Michael Yeh (Ipoh, Malaysia) has always been the go to guide for insect collectors visiting Malaysia. His website is bug-world or something like that. He's benefitted many a mantis and phasmid hobbyist over the years, though I'm not sure how active he is these days. Pretty sure Yen visited him in the last couple years though!


----------



## sufistic (Dec 19, 2009)

Peter said:


> I'd recommend you talk to our member, Yen.Michael Yeh (Ipoh, Malaysia) has always been the go to guide for insect collectors visiting Malaysia. His website is insect-world or something like that. He's benefitted many a mantis and phasmid hobbyist over the years, though I'm not sure how active he is these days.
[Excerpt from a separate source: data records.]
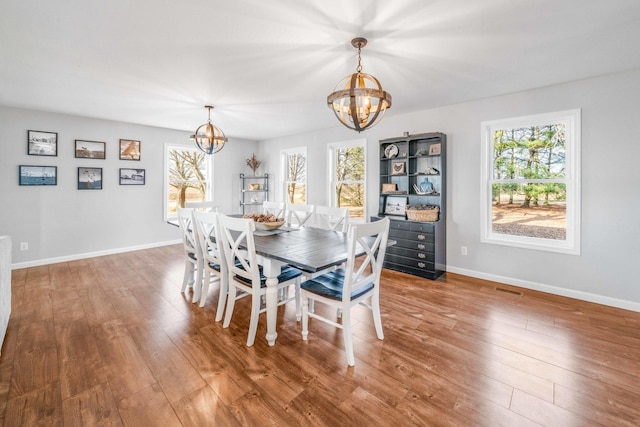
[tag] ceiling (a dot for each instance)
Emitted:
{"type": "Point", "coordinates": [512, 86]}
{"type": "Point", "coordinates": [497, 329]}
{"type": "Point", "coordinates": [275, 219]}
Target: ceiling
{"type": "Point", "coordinates": [268, 66]}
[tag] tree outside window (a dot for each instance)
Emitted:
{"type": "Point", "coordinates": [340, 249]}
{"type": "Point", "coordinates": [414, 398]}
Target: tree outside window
{"type": "Point", "coordinates": [531, 170]}
{"type": "Point", "coordinates": [295, 172]}
{"type": "Point", "coordinates": [348, 177]}
{"type": "Point", "coordinates": [187, 178]}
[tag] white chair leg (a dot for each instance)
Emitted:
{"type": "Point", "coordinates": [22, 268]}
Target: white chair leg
{"type": "Point", "coordinates": [231, 302]}
{"type": "Point", "coordinates": [298, 298]}
{"type": "Point", "coordinates": [186, 279]}
{"type": "Point", "coordinates": [224, 291]}
{"type": "Point", "coordinates": [377, 319]}
{"type": "Point", "coordinates": [204, 289]}
{"type": "Point", "coordinates": [348, 339]}
{"type": "Point", "coordinates": [253, 323]}
{"type": "Point", "coordinates": [305, 315]}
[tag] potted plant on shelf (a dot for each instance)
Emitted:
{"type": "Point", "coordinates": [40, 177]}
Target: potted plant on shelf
{"type": "Point", "coordinates": [253, 163]}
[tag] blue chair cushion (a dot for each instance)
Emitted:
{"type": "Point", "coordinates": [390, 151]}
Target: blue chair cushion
{"type": "Point", "coordinates": [330, 285]}
{"type": "Point", "coordinates": [286, 273]}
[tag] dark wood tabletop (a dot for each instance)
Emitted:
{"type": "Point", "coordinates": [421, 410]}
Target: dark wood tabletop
{"type": "Point", "coordinates": [307, 248]}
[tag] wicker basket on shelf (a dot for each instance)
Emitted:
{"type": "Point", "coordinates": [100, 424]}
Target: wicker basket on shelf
{"type": "Point", "coordinates": [423, 213]}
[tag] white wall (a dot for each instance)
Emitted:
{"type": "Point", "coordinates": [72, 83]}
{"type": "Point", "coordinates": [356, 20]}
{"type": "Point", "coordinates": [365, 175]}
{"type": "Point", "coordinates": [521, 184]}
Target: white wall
{"type": "Point", "coordinates": [608, 269]}
{"type": "Point", "coordinates": [60, 222]}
Pretty sure Yen visited him in the last couple years though!


I maintain contact with Mr. Yeh and he's very busy with personal life at the moment. If anyone would like to meet him, I can arrange for it but I'd rather not intrude.


----------



## Peter Clausen (Dec 19, 2009)

As I recall, M. Yeh was a "paid" guide and enjoyed the work, but it's been ten years since I've been in any regular contact with him.

Here is his website http://www.angelfire.com/yt/kpyehi/


----------



## sufistic (Dec 19, 2009)

Peter said:


> As I recall, M. Yeh was a "paid" guide and enjoyed the work, but it's been ten years since I've been in any regular contact with him.Here is his website http://www.angelfire.com/yt/kpyehi/


That's true Peter but he's at a retiring age, has personal matters to tend to and also, that site has not been updated for quite some time. I'm still in contact with him and he gave me excellent tips on what to do and who to meet in Malaysia. When I went to Tapah which is near Ipoh, I did not pay him a visit because I didn't want to intrude, even though he gave me permission to visit him.

Edit: Mr. Yeh just informed me that he will be helping out some Frenchmen in June. I'm guessing dokken already contacted him. Good luck.


----------



## Peter Clausen (Dec 20, 2009)

Next time you talk to him tell him I say hi and thanks for so many wonderful years of service to the hobby!  

Thanks!


----------



## sufistic (Dec 20, 2009)

Peter said:


> Next time you talk to him tell him I say hi and thanks for so many wonderful years of service to the hobby!  Thanks!


Will do Peter, I'm pretty sure he will still remember you. He's a great man.


----------



## dokken (Dec 20, 2009)

Thanks for your numerous messages

yes, one friend that comes with me in june got a contact, but I don't know the name of the person

thanks


----------



## sufistic (Dec 20, 2009)

dokken said:


> Thanks for your numerous messagesyes, one friend that comes with me in june got a contact, but I don't know the name of the person
> 
> thanks


That's fantastic dokken and good luck on your trip.


----------



## C.way (Dec 21, 2009)

would love to help out, but my timing remain unsure at the moment, if I've not mistaken, I'll be having my final exam on that month  

do take some times to try hunting at low land area around Tapah, you'll easily get some long neck mantis around


----------



## chun (Dec 21, 2009)

i should be spending time in Malaysia around June as well. Would be good to meet up with some mantis enthusiasts for some good insect collecting trips and most importantly, good food.


----------



## sufistic (Dec 21, 2009)

chun said:


> i should be spending time in Malaysia around June as well. Would be good to meet up with some mantis enthusiasts for some good insect collecting trips and most importantly, good food.


I might be able to meet up with you chun. We can go pay Mr. Yeh a visit. Whatever food they have in Malaysia, we have in Singapore too but Malaysian food just tastes much, much better! You were born in Malaysia right?


----------